Cláudio: É uma parceria entre a Pontiac e o CTL Musicbox. E faz hoje nove meses que saímos do estúdio com um disco gravado.

Bruno: É um bebé.

Cláudio: E ontem foi o culminar disto tudo.

O que podemos esperar dos PISTA daqui em diante?

Cláudio: Temos coisas para anunciar ou para dar destaque, diria 1 ou 2 singles com direito a videoclip. No entanto, desde que saímos do estúdio há 9 meses, andamos a pensar num novo disco, é inegável. Hoje, por exemplo, vamos tocar um tema novo.

Para além de PISTA, há projetos a decorrer à parte?

Bruno: Eu e o Ernesto tocamos na Frente Popular com amigos nossos. É um género de canto de reivindicação.

Ernesto: Desde música de intervenção, temas de Zeca Afonso, música francesa… O Bruno é baterista, eu sou guitarrista, o vocalista é o Zé Carapinha. O Tiago Sousa está nas teclas, a Diana Meira na voz e o João Jesus no baixo.

Bruno: E os Alquimista, que é um projeto post rock. No próximo ano, com muita calma, vamos pôr o trabalho cá fora. Talvez saia um EP, algo que mostre só um pouco.

Cláudio: Eu toco em Cangarra, em Blacklag e Nicotine’s Orchestra com o Ernesto.

 

Como é que vai ser a nível de próximos concertos, tours, festivais?

Cláudio: Vamos ter um verão giro. Já tivemos um verão 2015 assim, não em quantidade mas em qualidade. Não podemos anunciar nada ainda, mas já temos coisas marcadas até setembro e mais virão.

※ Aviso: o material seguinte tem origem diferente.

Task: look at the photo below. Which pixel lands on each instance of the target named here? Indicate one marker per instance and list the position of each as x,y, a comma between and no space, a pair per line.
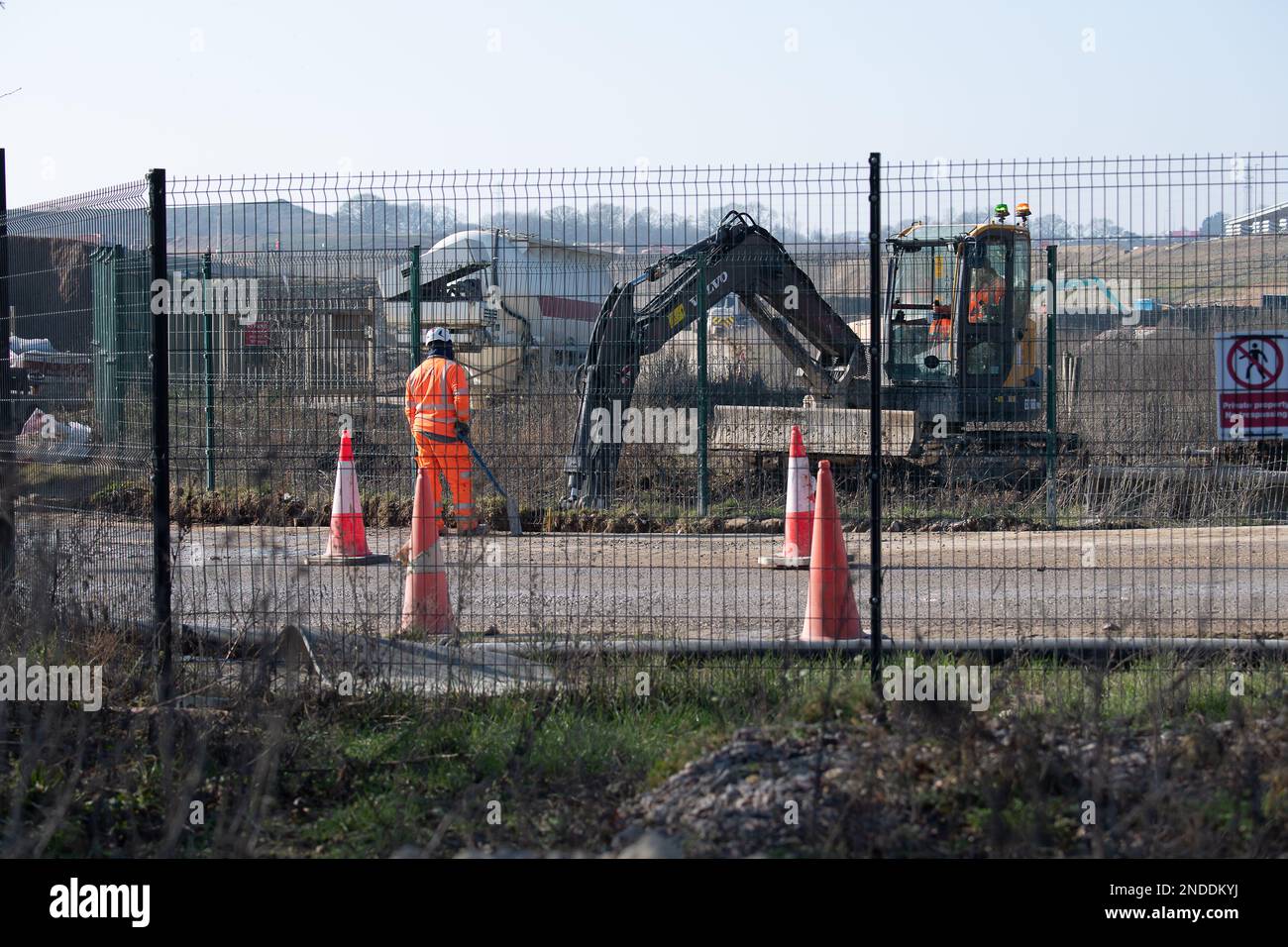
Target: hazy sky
110,89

Ernesto: Vamos ao Rock in Rio (risos).

Cláudio: Sim, tocar com os Queen.

Se tivessem que descrever os PISTA numa palavra, qual seria?

Ernesto: Alegria.

Bruno: Partilha.

Cláudio: Podemos não parecer as pessoas mais alegres e enérgicas do mundo aqui, mas na música que fazemos a missão é canalizar todas essas coisas nas quantidades que existem em cada um de nós e partilhá-las com as pessoas.

Já tocaram lá fora?

Cláudio: Nós estivemos no Quintanilha Rock.

Ernesto: A 5 metros de Espanha. Vá, 10 metros (risos).

Cláudio: Nunca tocámos la fora, mas queremos e temos planos para que isso aconteça este ano.